Le secteur minier est le moteur de la croissance économique du Congo, qui s’élevait à 8,5 % en 2013.

Minerais des conflits

Les minerais jouent aussi un rôle dans le conflit quasi inextricable à l’Est du Congo (p.). La communauté internationale parle de « minerais des conflits », matières premières issues de zones de conflits. Les bénéfices de leur vente financent les groupes armés, augmentant la durée et la violence des conflits. « Non au coltan des conflits dans notre GSM », prône le discours international. C’est pourquoi l’Organisation de coopération et de développement économiques, en collaboration avec des entreprises et des ONG, a défini des principes directeurs pour des minerais « propres » (traçabilité, respect de l’environnement et des droits humains, interdiction du travail des enfants, etc.).
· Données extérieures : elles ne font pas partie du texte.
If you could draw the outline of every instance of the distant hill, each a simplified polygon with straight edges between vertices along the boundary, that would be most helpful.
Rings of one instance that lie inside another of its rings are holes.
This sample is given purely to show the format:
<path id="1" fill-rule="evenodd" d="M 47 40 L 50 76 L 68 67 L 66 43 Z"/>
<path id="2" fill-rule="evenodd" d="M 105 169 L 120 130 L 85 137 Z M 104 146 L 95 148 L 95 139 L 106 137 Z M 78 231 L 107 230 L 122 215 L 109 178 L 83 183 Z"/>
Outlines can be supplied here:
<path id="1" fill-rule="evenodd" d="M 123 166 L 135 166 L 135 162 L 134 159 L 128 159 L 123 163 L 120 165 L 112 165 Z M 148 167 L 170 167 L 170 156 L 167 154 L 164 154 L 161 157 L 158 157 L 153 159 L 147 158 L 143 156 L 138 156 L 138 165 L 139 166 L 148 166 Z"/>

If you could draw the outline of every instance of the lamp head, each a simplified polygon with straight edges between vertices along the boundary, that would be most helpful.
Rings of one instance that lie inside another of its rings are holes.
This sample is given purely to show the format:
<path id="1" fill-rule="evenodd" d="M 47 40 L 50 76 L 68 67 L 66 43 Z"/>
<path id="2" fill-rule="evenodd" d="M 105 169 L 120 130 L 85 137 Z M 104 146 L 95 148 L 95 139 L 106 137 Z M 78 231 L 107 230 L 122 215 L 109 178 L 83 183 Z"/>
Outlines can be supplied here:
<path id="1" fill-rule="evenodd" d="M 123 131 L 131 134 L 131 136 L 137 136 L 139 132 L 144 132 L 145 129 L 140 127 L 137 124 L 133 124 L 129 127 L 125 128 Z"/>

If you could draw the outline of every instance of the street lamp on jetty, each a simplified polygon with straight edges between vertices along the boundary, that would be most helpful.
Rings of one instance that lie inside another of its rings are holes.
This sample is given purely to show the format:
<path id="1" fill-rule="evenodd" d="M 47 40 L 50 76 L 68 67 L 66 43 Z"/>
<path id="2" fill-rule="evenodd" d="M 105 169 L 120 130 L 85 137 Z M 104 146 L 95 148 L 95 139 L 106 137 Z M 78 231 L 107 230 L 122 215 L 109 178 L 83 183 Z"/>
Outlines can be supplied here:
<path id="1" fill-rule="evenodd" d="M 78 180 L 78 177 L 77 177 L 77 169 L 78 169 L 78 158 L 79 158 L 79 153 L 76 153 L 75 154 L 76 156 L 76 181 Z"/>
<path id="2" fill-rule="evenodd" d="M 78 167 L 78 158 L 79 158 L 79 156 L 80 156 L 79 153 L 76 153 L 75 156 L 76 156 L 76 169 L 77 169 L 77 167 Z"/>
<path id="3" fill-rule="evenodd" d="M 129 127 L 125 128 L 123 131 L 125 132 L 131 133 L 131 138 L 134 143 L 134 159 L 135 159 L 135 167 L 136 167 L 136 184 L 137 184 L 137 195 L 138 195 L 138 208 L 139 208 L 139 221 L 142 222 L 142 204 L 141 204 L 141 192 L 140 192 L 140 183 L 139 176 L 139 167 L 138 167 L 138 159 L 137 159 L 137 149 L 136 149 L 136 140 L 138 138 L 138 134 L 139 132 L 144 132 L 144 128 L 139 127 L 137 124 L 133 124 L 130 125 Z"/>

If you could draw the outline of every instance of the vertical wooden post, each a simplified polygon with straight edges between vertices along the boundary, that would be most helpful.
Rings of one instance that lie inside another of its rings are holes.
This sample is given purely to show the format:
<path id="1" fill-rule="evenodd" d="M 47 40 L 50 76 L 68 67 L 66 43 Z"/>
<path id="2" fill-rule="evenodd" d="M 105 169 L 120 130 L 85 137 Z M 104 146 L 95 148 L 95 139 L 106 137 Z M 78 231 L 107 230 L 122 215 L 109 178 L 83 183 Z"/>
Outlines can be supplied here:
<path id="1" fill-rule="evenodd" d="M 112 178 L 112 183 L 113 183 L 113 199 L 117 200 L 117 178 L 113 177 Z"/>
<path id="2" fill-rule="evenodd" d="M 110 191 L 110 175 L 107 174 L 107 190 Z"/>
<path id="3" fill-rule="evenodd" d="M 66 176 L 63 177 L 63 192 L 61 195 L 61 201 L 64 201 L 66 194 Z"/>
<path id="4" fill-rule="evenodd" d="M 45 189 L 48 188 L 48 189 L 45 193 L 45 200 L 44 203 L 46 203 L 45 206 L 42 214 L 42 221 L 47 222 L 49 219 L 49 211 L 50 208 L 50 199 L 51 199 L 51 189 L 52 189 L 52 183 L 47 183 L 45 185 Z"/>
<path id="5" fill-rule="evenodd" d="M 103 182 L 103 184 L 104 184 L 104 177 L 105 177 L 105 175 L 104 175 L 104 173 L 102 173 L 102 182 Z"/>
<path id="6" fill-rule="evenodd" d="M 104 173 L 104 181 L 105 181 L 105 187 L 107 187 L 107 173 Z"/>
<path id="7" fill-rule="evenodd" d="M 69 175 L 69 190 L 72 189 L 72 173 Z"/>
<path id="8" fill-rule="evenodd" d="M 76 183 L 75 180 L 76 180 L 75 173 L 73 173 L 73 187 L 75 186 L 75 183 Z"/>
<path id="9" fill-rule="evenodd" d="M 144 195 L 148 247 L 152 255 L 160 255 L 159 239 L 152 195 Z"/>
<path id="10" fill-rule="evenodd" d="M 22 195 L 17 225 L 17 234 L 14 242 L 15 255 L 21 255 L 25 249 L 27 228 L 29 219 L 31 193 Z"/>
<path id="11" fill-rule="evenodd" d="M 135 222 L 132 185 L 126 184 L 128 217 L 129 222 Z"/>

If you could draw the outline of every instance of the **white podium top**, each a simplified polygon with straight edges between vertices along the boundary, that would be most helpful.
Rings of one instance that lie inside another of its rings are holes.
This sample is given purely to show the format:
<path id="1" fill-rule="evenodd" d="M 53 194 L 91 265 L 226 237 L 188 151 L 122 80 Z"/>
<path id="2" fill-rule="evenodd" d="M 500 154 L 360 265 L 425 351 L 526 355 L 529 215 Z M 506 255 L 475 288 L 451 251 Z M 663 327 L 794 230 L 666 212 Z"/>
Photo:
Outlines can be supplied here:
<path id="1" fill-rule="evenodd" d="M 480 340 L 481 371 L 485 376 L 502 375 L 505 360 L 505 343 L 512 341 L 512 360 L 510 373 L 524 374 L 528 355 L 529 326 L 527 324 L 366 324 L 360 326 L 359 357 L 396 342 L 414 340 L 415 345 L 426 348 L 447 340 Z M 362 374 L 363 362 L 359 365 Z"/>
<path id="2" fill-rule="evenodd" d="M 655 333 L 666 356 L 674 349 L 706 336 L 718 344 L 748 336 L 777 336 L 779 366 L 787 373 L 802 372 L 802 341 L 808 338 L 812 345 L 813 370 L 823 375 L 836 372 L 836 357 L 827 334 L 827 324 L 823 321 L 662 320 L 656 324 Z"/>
« Mais, au Congo, cela s’avère très compliqué », déclare S. Marysse.  « Les mines sont nombreuses et disséminées. Leur contrôle requiert un État fort. » S. Geenen : « Seules quelques mines sont capables de délivrer les certificats qui sont très couteux. Les autres sont considérées comme ‘sales’, ce qui est vraiment exagéré. La plupart des minerais servent simplement de moyens de subsistance à de nombreux Congolais. Mais toute l’attention se focalise sur la minorité de minerais des conflits, et ce, aux dépens de creuseurs innocents. »

Enfants et environnement

Les conditions de travail ne sont évidemment pas optimales : le travail dans les mines est souvent lourd et insalubre. Certes, l’autorité congolaise impose des règles strictes (par exemple en matière d’hygiène, interdiction du travail des enfants, regroupement obligatoire en coopératives), mais les infrastructures manquent pour les appliquer. S. Geenen nuance également le phénomène du travail des enfants : « Les travaux que les enfants et adolescents effectuent ne sont pas pénibles et permettent à leur famille de survivre. Certains vont à l’école le matin et travaillent l’après-midi. D’autres par contre sont en décrochage total. Beaucoup d’adolescents aiment trainer dans les ‘villages miniers’ où l’ambiance est souvent sympa. Cela leur confère un certain statut. »

 

 

Beaucoup d’adolescents aiment trainer dans les ‘villages miniers’ où l’ambiance est souvent sympa. Cela leur confère un certain statut.

Les effets de l’exploitation minière sur l’environnement sont encore peu connus. Le mercure utilisé pour l’orpaillage pollue les rivières. L’exploitation par les grandes entreprises se fait également au détriment de l’environnement : forage avec des produits toxiques, abattage d’arbres, déblaiement de collines, traitement des minerais avec des substances chimiques, etc. S. Marysse : « Banro a même creusé un lac artificiel, spécialement pour ses déchets. Les contrôles sont devenus plus stricts, mais les conséquences à long terme ne sont pas connues. » Si les creuseurs sont soumis à moins de contrôles, ils utilisent des polluants en quantités largement inférieures.

Le secteur minier est le moteur de la croissance économique du Congo, qui s’élevait à 8,5 % en 2013. À ne pas sous-estimer non plus : le pétrole, qui représente aujourd’hui environ 25 % des revenus étatiques. Et il y a une marge de progression. Toutefois, l’attention au secteur minier industriel et aux minerais des conflits ne peut pas miner le droit à l’existence des creuseurs. Si leur apport direct au pays est limité, les emplois générés sont très nombreux. En l’absence de solutions de rechange, leurs moyens de subsistance doivent être garantis.